В маминой памяти их комната выглядит так: «Все пространство занимали кровати. У двери деревянный резной буфет. Шкафа не было. Посредине стоял дубовый стол на толстых ножках».
Раньше им принадлежала и восьмиметровая комната, но после женитьбы
Еще один мамин брат родился мертвым. Потому и нет имени: не успели дать.
Счет мальчиковых смертей на этом не останавливается. Сын соседки Муси умер зимой сорок первого (не блокадной, а предвоенной). Мамин двоюродный брат Алик годом позже – в блокаду. Потом, после войны, они говорили: в нашей квартире мальчики не живут.

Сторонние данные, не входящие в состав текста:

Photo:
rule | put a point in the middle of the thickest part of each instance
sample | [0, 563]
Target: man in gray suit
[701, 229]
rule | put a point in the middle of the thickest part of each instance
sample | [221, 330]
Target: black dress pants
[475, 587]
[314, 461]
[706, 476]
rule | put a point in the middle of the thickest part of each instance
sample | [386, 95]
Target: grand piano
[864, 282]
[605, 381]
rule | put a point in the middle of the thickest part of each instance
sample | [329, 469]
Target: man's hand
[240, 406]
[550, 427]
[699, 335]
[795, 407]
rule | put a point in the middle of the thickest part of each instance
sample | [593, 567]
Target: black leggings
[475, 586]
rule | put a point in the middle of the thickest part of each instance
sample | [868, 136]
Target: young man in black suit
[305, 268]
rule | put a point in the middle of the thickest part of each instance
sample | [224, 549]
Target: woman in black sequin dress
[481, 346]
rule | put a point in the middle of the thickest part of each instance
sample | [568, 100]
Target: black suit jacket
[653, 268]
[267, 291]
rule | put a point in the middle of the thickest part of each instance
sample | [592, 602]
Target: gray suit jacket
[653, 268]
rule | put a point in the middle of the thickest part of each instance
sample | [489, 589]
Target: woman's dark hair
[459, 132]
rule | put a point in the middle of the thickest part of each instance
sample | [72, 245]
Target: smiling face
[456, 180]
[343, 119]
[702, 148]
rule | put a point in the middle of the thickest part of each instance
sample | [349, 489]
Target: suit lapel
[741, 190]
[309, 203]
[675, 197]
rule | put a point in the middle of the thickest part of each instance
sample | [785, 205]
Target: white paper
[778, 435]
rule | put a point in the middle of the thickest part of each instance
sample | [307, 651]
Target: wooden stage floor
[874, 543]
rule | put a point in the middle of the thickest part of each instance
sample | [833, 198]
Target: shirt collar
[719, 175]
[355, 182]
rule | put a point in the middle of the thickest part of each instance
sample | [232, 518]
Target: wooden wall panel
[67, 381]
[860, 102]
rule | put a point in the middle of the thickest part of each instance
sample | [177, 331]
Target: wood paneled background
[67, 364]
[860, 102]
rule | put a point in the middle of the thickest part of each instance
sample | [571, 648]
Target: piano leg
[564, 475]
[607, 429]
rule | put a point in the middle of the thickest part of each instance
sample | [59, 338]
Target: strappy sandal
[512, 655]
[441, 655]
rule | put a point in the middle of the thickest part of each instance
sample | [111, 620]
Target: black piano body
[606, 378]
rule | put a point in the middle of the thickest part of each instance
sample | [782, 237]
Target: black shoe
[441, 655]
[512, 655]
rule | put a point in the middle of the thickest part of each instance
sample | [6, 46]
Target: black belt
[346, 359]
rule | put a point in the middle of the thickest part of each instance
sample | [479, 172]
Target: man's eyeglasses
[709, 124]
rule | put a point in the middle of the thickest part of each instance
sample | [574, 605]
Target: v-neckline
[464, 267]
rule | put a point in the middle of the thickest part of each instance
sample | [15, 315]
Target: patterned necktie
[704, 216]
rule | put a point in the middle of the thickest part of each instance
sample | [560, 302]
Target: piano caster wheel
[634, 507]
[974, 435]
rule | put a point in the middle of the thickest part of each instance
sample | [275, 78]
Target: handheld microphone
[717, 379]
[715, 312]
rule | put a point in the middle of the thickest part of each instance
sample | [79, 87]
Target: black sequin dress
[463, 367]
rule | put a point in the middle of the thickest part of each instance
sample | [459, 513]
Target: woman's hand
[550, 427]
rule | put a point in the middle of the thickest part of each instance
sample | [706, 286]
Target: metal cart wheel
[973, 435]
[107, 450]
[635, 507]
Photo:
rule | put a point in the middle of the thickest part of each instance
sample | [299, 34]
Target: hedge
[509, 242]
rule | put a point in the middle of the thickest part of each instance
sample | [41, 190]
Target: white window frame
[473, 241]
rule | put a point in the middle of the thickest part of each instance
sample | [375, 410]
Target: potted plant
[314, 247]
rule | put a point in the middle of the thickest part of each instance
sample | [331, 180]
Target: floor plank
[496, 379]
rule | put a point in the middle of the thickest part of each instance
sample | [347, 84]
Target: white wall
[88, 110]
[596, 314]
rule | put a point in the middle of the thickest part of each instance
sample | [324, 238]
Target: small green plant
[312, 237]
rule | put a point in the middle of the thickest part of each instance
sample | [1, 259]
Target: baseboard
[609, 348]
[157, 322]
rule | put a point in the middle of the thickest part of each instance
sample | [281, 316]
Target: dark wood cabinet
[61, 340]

Война – рубеж. В маминых рассказах все строится на этом разделении: «перед войной» и «после». К этому я давно привыкла и почти не замечаю. Но зачем, рассказывая о жизни соседей, мама, в качестве предуведомления, неизменно указывает метраж? Словно все, что случится с ними в дальнейшем – не слепой замысел судьбы, а точная математическая функция от площади их комнат: закономерность, над которой можно сколько угодно ломать голову, но нельзя разгадать.
«Следующую, метров восемнадцать, – мама рассказывает, я записываю на диктофон, – занимала полячка Варвара Феликсовна. Она умерла перед самой войной. Но успела пригласить к себе каких-то дальних – скорей всего, по мужу, – родственников. Александру Ивановну с тремя дочерьми: Шуркой, Валей и Люсей…»
В июле 1941-го Александра Ивановна, чью голодную крестьянскую память еще не отшибло, увезла младших дочерей назад, в деревню. Ей казалось: на деревенские хлеба.
«Осталась одна Шурка».
За мамиными словами мне слышится интонация из дневника Тани Савичевой [11] . Будто мы обе, и я и мама, идем у него на поводу.
На самом-то деле Шурка вывернула Танину судьбу наизнанку, догадавшись – ранней осенью 1941-го, когда большинство ленинградцев еще надеялись, что все будет как в Финскую: победно, быстро и на чужой территории, – устроиться работать управхозом. Но не по месту жительства, где ее знали, а на какой-то из дальних Красноармейских.
11
Ленинградцы знают этот дневник, маленькую записную книжку, обтянутую шелком, в котором одиннадцатилетняя блокадная девочка ведет свой страшный учет. Последняя запись, сделанная одеревенелыми пальцами: «Осталась одна Таня».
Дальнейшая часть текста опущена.